Writing a book (for me at least) is a long, long labour and especially as I’ve never had the luxury of being a full time writer, completing one takes me years. It’s two years minimum generally but some have taken much longer. Often the text will be consigned – figuratively – into a bottom drawer, to molder or mature for years, until I return to it with renewed enthusiasm.
In 2007 when I was lucky enough to find an agent who found a publisher for my memoir A Glimpse of Eternal Snows
, I conceived a fictional sequel. Writing in Glimpse
about my lower caste neighbours in Nepal, I reconstructed conversations I’d had with them, in listening to and then revisitng their stories I wondered more and more about what life was like for them. I considered whether I could write a novel with them centre stage.
I’ve heard other writers saying they wanted to know more about a subject so decided to write a book about it. This always sounded pretentious to me… coming from a scientific background where only experts write books.
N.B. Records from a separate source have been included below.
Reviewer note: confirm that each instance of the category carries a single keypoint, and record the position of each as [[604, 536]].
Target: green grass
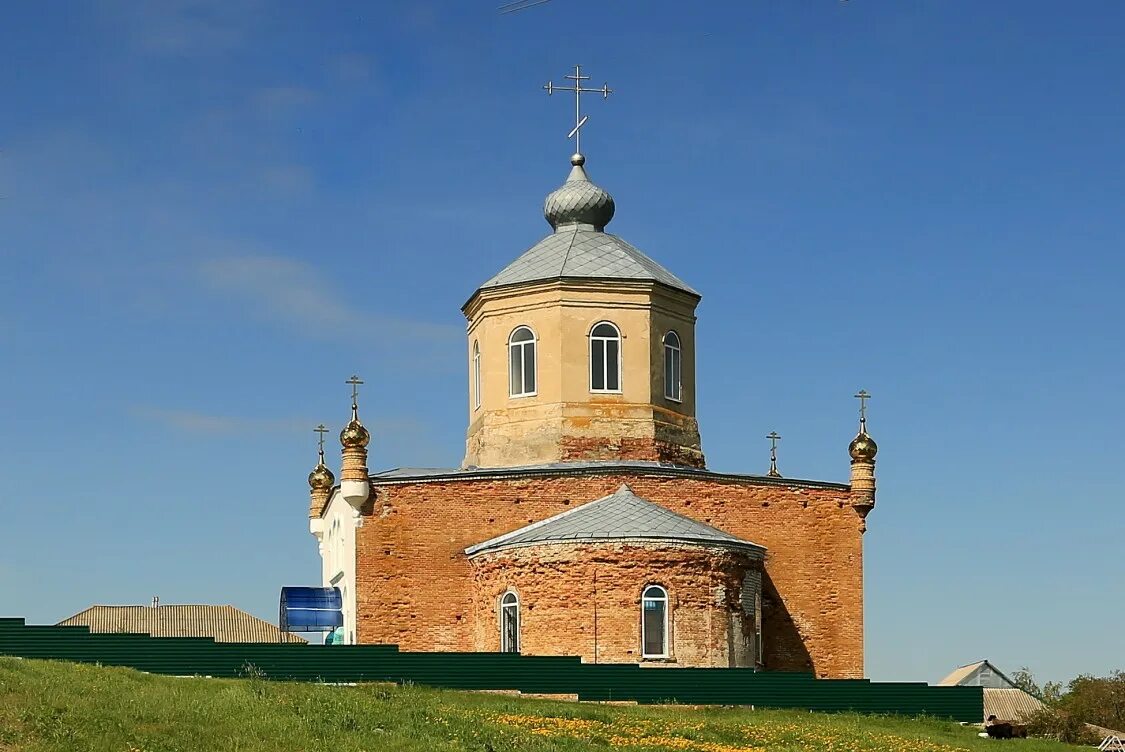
[[47, 705]]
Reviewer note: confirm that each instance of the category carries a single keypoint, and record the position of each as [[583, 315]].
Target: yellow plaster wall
[[565, 420]]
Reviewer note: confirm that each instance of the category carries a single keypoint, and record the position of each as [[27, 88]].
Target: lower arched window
[[510, 623], [476, 375], [654, 623]]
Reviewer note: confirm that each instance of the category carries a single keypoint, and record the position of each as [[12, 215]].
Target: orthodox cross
[[863, 396], [579, 119], [322, 429], [773, 454], [354, 381]]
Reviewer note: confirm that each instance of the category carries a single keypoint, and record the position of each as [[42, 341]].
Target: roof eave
[[741, 546], [568, 278]]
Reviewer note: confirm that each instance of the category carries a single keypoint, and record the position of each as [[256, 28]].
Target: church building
[[583, 519]]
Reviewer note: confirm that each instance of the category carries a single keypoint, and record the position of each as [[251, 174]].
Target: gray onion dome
[[578, 202]]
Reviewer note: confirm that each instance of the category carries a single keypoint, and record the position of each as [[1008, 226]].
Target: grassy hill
[[46, 705]]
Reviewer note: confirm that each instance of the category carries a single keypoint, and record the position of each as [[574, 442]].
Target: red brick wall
[[586, 600], [414, 584]]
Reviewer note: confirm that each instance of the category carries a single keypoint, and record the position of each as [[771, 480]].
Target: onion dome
[[321, 479], [578, 202], [863, 448], [354, 433]]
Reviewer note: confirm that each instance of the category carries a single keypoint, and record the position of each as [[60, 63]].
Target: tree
[[1098, 700]]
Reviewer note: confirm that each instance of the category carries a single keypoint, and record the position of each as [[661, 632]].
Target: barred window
[[521, 358], [604, 358], [673, 367], [655, 623], [510, 623]]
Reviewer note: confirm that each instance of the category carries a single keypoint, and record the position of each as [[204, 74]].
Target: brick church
[[584, 520]]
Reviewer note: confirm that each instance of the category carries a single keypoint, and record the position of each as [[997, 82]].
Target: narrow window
[[521, 358], [654, 624], [673, 365], [604, 358], [510, 623], [476, 374]]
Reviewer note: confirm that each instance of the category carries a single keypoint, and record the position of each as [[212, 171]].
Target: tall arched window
[[604, 358], [673, 367], [476, 374], [510, 623], [654, 624], [521, 360]]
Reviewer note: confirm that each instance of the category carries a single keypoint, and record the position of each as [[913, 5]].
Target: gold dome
[[354, 435], [321, 479], [863, 448]]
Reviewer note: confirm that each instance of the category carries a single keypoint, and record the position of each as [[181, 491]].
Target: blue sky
[[213, 213]]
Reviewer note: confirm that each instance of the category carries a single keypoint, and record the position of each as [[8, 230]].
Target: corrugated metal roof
[[1010, 705], [586, 253], [621, 516], [961, 673], [225, 624]]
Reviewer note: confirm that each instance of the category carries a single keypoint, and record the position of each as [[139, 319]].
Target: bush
[[1086, 700]]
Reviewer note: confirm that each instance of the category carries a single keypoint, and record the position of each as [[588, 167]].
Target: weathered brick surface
[[415, 585], [585, 600]]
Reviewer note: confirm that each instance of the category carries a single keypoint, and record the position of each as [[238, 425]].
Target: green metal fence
[[525, 673]]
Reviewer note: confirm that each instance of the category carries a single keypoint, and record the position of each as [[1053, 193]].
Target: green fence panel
[[501, 671]]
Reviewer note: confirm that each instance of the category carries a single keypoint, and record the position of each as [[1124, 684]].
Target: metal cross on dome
[[774, 438], [863, 396], [322, 429], [579, 119]]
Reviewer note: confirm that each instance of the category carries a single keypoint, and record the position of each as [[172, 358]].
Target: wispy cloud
[[189, 27], [295, 295], [217, 424]]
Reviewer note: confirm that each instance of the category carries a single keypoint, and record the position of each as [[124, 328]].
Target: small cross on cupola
[[353, 438], [579, 119], [774, 438]]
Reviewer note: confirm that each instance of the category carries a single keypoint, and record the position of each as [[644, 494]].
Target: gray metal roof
[[621, 516], [579, 251], [587, 467]]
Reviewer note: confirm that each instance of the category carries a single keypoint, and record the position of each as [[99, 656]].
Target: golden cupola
[[320, 481], [863, 450], [353, 439]]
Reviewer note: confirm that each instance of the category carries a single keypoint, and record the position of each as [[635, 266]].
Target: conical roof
[[621, 516], [579, 247]]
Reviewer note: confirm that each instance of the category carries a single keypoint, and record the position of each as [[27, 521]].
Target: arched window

But as I started to pull together my story about loss and recovery and camaraderie and love, I realised that in creating my Nepali characters, my mind went back to conversations and stories I’d half forgotten, and so my confidence in doing my characters justice was strengthened.
So my story evolved. I made my characters experience caste prejudice, sexism, fear of violence and they also faced enormous peril from a catastrophe that now appears strangely prophetic. I worried for them. I was angry for them. I killed for them!
It took me a while to complete the novel and even longer to find a publisher for it.
I was humbled when Delhi-based Speaking Tiger took it. I hardly imagined an authorial voice from the UK would be deemed worthy of documenting a tale that could only be set in the subcontinent. But not only did they publish me but the Indian national press has also been kind about my writing.
Even so, my publisher told me recently that we need to work a bit harder on getting word out about the book – as if writing the bloody thing wasn’t hard enough…. hence this offering on the labour of writing. I hope that this might stimulate more people to read Snowfed Waters,
because with very little encouragement, I’ll write another novel.
I have an idea but unless and until Snowfed Waters
sells perhaps a thousand more copies, I doubt my next offering will be published.
So come on folks. Post reviews. Tell your friends and I promise I’ll create another sumptuous Himalayan tale for you to curl up with!
Meanwhile here are excerpts from a couple of Indian reviews:
beautifully narrated tale, interspersed with want and waste; horror and humour. Even the grimmest of situations may wrest a smile from the reader, and that is the beauty of Jane Wilson-Howarth’s craft.... A tale of courage and compassion; unlearning the past and embracing the future is magnificently woven that keeps you hooked throughout!
The Tribune (India)
Snowfed Waters is a tribute to the indomitable human spirit and to the human ability to love and bond with strangers over shared tragedies. Thus tragedy doesn’t remain a villain but becomes something that unites people belonging to different places, culture and languages. In today’s world, this is a lesson we all need to imbibe in ourselves, and that is the reason this book is important, something every reader can relate to.